On Monday, 29 September 2014 at 15:18:40 UTC, Andrei Alexandrescu wrote:
On 9/29/14, 5:29 AM, Dicebot wrote:
Any assumption that library code can go away with some set of
pre-defined allocation strategies is crap. This whole discussion was about how important it is to move allocation decisions to user code (ranges are just one tool to achieve that, Don has been presenting examples of how we do that with plain arrays in DConf 2014 talk).

That's making exactly the confusion I was - that memory allocation strategy is the same as memory management strategy.

Yes but neither decision belongs to library code except for very rare cases.


In that regard allocators + ranges are still the way to go in my opinion. Yes, sometimes those result in very hard to use API - providing GC-heavy but friendly alternatives for those shouldn't do any harm. But in general full decoupling of algorithms from allocations is necessary. If that makes D poor cousin of C++ we may have a learn few tricks from C++.
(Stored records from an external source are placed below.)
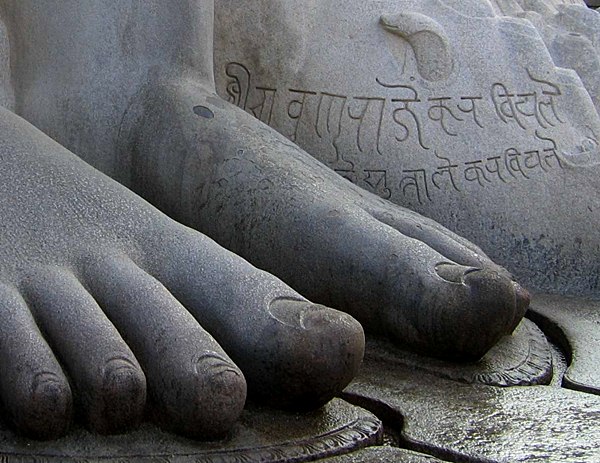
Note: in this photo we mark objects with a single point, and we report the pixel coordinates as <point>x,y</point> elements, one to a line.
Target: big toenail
<point>204,112</point>
<point>454,273</point>
<point>291,312</point>
<point>213,364</point>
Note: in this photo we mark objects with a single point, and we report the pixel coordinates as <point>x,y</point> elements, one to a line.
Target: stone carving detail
<point>428,40</point>
<point>399,114</point>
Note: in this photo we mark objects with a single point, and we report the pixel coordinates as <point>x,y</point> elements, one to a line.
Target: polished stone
<point>261,435</point>
<point>381,455</point>
<point>574,324</point>
<point>460,422</point>
<point>525,358</point>
<point>443,106</point>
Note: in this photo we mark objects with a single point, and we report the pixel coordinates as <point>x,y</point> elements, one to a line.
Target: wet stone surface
<point>461,422</point>
<point>575,326</point>
<point>383,454</point>
<point>261,436</point>
<point>525,358</point>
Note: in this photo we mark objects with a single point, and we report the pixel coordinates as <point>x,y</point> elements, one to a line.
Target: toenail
<point>121,374</point>
<point>204,112</point>
<point>454,273</point>
<point>213,364</point>
<point>291,312</point>
<point>49,406</point>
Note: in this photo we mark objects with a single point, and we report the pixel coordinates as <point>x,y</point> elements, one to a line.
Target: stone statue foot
<point>93,285</point>
<point>219,170</point>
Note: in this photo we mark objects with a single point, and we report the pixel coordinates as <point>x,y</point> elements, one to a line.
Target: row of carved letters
<point>535,108</point>
<point>420,183</point>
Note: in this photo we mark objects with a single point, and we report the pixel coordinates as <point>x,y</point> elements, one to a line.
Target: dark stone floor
<point>534,398</point>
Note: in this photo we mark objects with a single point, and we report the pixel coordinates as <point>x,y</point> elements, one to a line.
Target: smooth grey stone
<point>93,284</point>
<point>151,119</point>
<point>383,454</point>
<point>574,323</point>
<point>460,422</point>
<point>469,123</point>
<point>261,435</point>
<point>522,359</point>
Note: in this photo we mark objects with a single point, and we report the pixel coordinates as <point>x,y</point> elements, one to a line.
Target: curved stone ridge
<point>263,436</point>
<point>461,422</point>
<point>574,324</point>
<point>523,359</point>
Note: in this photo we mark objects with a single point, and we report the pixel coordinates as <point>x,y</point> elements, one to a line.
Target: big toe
<point>309,354</point>
<point>481,306</point>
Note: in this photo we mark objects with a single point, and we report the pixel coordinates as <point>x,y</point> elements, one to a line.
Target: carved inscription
<point>358,134</point>
<point>509,166</point>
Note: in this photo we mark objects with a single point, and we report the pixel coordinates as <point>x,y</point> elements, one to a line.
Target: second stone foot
<point>398,273</point>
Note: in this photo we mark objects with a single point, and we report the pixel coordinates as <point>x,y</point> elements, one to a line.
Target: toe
<point>110,387</point>
<point>480,307</point>
<point>293,353</point>
<point>437,237</point>
<point>34,391</point>
<point>310,354</point>
<point>193,386</point>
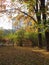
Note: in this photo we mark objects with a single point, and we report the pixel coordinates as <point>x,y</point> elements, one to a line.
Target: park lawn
<point>23,56</point>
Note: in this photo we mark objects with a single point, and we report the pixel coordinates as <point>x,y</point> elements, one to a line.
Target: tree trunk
<point>44,21</point>
<point>47,40</point>
<point>38,15</point>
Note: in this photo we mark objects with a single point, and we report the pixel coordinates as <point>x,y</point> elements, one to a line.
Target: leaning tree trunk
<point>38,15</point>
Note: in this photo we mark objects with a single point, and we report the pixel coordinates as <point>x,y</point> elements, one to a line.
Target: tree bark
<point>39,22</point>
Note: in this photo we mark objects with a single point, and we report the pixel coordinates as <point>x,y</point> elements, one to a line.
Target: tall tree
<point>38,15</point>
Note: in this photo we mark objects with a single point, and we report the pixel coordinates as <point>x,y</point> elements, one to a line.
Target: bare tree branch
<point>20,11</point>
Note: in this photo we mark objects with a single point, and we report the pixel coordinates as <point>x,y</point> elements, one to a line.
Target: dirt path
<point>22,56</point>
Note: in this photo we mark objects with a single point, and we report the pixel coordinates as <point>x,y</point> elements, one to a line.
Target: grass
<point>23,56</point>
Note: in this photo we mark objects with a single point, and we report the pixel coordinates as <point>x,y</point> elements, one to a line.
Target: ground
<point>23,56</point>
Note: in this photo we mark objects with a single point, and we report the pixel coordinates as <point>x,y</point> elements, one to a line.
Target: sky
<point>5,23</point>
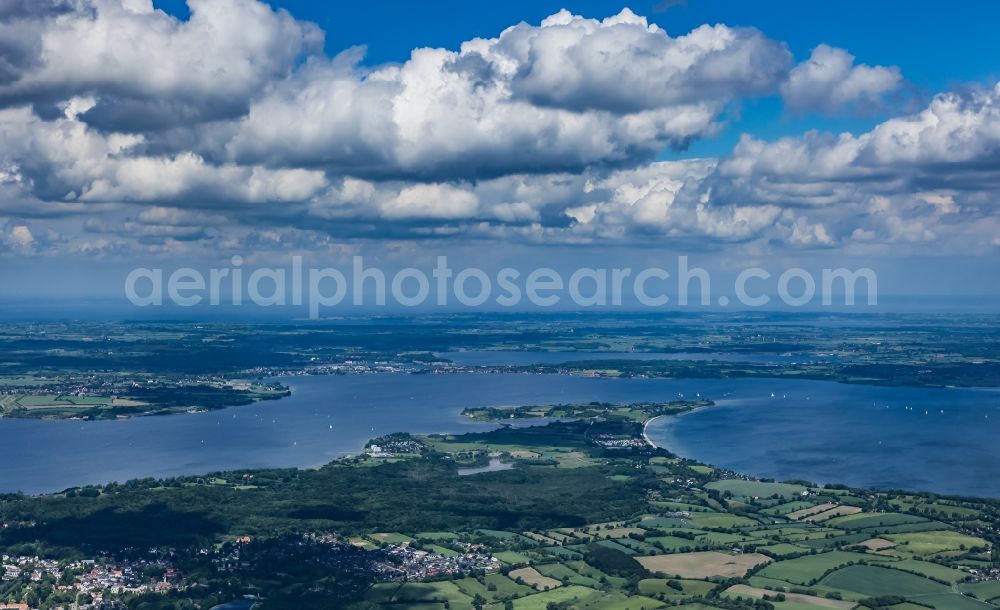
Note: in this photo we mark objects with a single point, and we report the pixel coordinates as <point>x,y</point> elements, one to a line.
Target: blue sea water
<point>822,431</point>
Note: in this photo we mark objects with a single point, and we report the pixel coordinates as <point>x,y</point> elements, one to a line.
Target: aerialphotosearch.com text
<point>323,289</point>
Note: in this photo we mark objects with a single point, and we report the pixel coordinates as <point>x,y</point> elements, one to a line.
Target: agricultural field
<point>703,565</point>
<point>622,530</point>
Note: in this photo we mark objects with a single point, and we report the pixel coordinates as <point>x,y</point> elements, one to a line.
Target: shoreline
<point>645,435</point>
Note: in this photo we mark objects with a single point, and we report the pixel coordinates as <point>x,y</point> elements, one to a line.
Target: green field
<point>874,581</point>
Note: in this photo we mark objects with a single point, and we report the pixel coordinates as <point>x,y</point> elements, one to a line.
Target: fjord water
<point>822,431</point>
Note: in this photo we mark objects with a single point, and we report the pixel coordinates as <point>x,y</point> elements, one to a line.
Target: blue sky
<point>706,128</point>
<point>919,37</point>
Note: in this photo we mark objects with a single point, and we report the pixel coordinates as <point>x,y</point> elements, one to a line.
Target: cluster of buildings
<point>617,441</point>
<point>392,445</point>
<point>414,564</point>
<point>32,568</point>
<point>97,579</point>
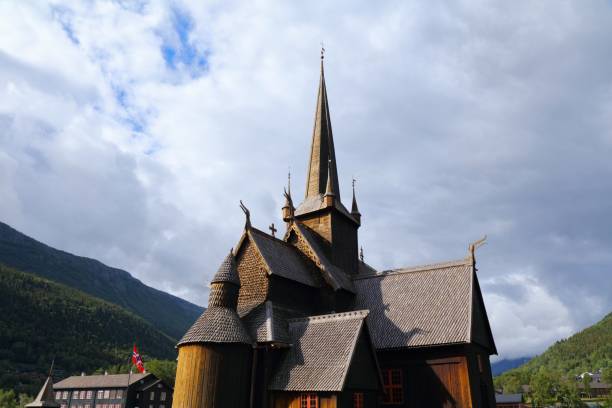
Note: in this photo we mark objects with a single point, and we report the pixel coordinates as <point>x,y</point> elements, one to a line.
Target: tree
<point>163,369</point>
<point>586,383</point>
<point>7,399</point>
<point>544,387</point>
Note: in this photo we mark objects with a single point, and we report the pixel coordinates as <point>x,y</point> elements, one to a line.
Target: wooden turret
<point>214,361</point>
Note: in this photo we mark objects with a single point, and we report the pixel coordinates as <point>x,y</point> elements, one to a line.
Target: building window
<point>393,386</point>
<point>358,400</point>
<point>309,401</point>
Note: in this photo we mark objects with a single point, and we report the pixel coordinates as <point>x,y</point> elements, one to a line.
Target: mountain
<point>168,313</point>
<point>587,350</point>
<point>504,365</point>
<point>42,320</point>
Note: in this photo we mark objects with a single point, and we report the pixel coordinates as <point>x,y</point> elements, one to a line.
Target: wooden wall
<point>433,378</point>
<point>292,400</point>
<point>212,375</point>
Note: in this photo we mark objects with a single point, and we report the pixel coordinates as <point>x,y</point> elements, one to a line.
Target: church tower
<point>322,209</point>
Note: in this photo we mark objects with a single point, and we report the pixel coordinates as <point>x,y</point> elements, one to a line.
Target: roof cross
<point>272,229</point>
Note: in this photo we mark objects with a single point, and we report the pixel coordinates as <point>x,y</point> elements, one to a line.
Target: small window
<point>309,400</point>
<point>358,400</point>
<point>393,386</point>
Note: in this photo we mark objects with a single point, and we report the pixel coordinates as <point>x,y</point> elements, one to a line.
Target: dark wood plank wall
<point>212,375</point>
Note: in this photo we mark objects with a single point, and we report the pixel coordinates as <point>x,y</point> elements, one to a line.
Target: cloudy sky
<point>129,131</point>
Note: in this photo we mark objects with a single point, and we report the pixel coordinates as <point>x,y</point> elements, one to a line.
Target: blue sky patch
<point>177,49</point>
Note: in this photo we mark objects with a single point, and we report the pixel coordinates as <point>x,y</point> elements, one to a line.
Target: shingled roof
<point>268,322</point>
<point>281,258</point>
<point>333,275</point>
<point>217,325</point>
<point>321,352</point>
<point>99,381</point>
<point>421,306</point>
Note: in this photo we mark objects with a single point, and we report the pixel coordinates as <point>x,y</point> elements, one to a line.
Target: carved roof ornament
<point>473,247</point>
<point>247,213</point>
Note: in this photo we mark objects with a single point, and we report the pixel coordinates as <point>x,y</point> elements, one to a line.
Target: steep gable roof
<point>217,325</point>
<point>333,275</point>
<point>280,258</point>
<point>421,306</point>
<point>321,352</point>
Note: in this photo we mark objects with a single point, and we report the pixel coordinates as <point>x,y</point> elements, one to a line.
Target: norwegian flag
<point>137,361</point>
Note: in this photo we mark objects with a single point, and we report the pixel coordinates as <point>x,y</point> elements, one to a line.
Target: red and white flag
<point>137,361</point>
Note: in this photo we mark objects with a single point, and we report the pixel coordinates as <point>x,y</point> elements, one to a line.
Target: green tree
<point>7,399</point>
<point>544,385</point>
<point>568,393</point>
<point>163,369</point>
<point>586,384</point>
<point>512,385</point>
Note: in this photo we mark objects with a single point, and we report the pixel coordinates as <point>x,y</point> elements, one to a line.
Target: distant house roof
<point>422,306</point>
<point>217,325</point>
<point>321,352</point>
<point>45,397</point>
<point>100,381</point>
<point>508,398</point>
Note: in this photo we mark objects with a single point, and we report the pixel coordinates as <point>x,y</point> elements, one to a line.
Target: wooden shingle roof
<point>422,306</point>
<point>321,351</point>
<point>217,325</point>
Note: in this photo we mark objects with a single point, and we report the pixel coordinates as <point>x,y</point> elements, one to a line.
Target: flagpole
<point>127,390</point>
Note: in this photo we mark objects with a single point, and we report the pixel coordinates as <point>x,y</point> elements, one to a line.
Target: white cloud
<point>458,119</point>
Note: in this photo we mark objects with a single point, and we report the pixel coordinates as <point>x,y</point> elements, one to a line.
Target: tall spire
<point>322,147</point>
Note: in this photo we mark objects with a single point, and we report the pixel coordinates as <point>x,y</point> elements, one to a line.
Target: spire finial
<point>247,213</point>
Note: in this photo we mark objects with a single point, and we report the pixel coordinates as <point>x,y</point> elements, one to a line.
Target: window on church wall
<point>393,386</point>
<point>309,400</point>
<point>358,400</point>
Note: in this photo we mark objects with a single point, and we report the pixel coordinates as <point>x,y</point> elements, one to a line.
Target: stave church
<point>303,322</point>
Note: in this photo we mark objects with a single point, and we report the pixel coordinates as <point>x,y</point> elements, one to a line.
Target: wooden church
<point>304,322</point>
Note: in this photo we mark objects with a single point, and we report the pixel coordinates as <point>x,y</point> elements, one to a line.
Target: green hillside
<point>168,313</point>
<point>588,350</point>
<point>40,320</point>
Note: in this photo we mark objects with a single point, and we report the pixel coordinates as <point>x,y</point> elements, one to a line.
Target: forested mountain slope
<point>168,313</point>
<point>41,320</point>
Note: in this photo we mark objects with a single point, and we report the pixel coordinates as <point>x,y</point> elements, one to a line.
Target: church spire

As long as things are trivial they can be done with relative ease, albeit with more pain. But consider e.g. the recent JSON library by Sönke. It needs to create a lookup data structure and return things like strings from it. What primitives do you think could it define?

Sounds like it may have to define own kind of allocator with certain implementation restrictions (and implement it in terms of GC by default). I have not actually read the code for that proposal so hard to guess. Will need to do it if it really matters.